- The ransomware attack, which occurred in July 2018, crippled 27 servers and 170 computers.
- In order to unlock the infected systems, the attackers demanded $26,000 in bitcoins.
The City of Valdez, Alaska, admitted that it paid hackers to recover from a ransomware attack that occurred in July 2018. The city was hit by the Hermes ransomware, which crippled 27 servers and 170 computers. In order to unlock the infected systems, the attackers demanded $26,000 in bitcoins.
With no option left to restore the affected systems, the city officials reportedly negotiated with the hackers to fulfill their demands.
"Based on recommendations from several cyber-crimes specialists, the City engaged a specialty cyber-incident response and digital forensics firm based out of Virginia.
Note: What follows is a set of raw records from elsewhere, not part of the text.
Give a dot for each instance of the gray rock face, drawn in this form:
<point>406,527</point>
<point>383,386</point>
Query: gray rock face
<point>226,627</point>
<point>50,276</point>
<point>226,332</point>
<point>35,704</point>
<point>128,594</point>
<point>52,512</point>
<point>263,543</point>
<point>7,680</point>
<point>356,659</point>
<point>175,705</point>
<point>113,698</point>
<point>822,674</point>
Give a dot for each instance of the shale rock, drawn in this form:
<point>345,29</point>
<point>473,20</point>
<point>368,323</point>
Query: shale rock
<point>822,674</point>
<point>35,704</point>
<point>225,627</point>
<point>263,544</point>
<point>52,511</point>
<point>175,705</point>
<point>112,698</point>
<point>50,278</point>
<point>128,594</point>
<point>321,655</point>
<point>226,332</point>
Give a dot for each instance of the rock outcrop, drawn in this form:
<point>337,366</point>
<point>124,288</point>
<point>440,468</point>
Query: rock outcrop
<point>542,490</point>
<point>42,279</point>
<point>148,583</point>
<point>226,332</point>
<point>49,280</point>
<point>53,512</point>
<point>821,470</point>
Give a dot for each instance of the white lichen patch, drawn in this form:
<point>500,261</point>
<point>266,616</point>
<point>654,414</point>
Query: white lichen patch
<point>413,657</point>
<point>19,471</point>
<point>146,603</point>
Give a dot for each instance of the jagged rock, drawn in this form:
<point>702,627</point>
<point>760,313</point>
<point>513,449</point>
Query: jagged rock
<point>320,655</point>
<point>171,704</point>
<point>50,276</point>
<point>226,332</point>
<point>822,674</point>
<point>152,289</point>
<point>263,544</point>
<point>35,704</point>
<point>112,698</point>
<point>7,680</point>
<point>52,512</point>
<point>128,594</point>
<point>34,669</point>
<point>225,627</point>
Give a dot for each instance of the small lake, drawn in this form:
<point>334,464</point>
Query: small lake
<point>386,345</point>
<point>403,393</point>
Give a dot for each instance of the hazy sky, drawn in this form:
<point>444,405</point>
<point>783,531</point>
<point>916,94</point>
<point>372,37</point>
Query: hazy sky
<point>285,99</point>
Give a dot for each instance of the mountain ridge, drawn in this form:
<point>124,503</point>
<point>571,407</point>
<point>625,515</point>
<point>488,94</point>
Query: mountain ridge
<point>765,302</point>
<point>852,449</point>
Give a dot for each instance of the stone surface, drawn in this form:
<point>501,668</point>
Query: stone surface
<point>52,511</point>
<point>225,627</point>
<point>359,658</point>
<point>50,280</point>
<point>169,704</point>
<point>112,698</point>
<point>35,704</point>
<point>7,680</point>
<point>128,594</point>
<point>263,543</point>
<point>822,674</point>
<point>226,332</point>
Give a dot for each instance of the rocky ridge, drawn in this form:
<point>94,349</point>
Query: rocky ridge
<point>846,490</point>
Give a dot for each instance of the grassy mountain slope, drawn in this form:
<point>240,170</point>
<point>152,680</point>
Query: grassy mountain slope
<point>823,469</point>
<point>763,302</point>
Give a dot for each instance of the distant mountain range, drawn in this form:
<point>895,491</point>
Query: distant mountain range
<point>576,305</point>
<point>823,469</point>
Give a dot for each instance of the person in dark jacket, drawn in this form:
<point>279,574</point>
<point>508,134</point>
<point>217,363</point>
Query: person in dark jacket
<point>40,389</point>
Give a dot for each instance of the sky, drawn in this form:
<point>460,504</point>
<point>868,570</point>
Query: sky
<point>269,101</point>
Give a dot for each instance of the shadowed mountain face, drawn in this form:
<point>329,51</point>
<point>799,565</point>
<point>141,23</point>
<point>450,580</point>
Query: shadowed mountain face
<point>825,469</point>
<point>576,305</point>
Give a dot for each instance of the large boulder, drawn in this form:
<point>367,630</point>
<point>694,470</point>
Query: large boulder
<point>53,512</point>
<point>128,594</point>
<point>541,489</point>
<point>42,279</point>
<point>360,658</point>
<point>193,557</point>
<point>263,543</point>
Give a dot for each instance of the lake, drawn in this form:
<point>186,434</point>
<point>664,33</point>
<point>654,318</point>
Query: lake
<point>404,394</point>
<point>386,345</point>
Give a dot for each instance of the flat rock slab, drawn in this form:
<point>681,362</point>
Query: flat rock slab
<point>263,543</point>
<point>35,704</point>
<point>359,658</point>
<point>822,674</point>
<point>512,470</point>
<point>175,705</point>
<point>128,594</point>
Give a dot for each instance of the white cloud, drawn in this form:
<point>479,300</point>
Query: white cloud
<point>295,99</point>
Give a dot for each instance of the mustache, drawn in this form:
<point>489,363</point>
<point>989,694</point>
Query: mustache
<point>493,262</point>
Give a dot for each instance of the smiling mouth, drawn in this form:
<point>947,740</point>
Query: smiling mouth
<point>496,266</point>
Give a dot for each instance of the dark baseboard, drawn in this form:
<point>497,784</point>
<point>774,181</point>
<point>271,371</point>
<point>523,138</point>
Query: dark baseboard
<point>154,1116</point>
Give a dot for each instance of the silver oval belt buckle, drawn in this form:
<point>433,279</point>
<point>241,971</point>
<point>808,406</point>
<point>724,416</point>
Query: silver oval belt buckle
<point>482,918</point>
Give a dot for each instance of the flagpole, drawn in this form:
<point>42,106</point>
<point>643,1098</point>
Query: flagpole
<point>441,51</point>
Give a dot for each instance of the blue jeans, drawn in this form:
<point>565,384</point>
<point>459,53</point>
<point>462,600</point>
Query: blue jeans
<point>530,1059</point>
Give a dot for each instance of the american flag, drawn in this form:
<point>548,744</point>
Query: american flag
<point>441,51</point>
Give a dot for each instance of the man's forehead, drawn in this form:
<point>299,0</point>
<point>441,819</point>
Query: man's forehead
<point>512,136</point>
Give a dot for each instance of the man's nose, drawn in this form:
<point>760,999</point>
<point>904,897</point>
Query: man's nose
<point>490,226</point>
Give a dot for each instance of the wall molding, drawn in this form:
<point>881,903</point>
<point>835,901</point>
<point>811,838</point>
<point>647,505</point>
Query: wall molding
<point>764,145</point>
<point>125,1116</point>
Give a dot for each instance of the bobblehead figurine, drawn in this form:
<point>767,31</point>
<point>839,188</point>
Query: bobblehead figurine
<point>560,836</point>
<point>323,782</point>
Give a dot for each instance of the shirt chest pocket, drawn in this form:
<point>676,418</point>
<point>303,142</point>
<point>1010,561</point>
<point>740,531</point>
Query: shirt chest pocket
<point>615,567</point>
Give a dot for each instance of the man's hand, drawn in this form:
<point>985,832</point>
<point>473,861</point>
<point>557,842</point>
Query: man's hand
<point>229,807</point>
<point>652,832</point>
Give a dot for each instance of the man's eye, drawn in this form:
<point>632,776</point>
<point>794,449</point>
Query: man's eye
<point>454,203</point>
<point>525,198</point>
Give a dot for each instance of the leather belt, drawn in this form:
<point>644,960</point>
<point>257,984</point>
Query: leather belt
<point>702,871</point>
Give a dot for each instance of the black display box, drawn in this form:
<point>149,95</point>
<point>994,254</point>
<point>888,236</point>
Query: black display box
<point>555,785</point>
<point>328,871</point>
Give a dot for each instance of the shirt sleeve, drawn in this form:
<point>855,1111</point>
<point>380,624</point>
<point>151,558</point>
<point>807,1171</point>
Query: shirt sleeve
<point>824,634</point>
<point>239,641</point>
The firm anonymously contacted the attackers on the City's behalf to investigate and possibly negotiate ransom terms," Bart Hinkle, Valdez police chief and operations section chief for the cyber incident response, said in a statement, ZDNet reported.
Before purchasing the decryption key from the ransomware operators, the city officials, along with a third-party firm, verified whether the hackers that launched the attack could, indeed, decrypt the data.
"After consultation with the City legal team, our insurance carriers, and careful consideration of the best interests of the City, I authorized the third-party firm to negotiate and pay up to the amount of the ransom demand," said Elke Doom, city manager and incident commander for the cyber incident response of Valdez.
Once the ransom was paid, city officials confirmed that they have been slowly able to bring the city’s IT systems back online. All the decrypted files have been changed to read-only mode over concerns that hackers may have injected malware into these files, before returning them.
In addition, Valdez officials plan to rebuild the city’s IT systems and boost the security system in 2019 to prevent such attacks in the future.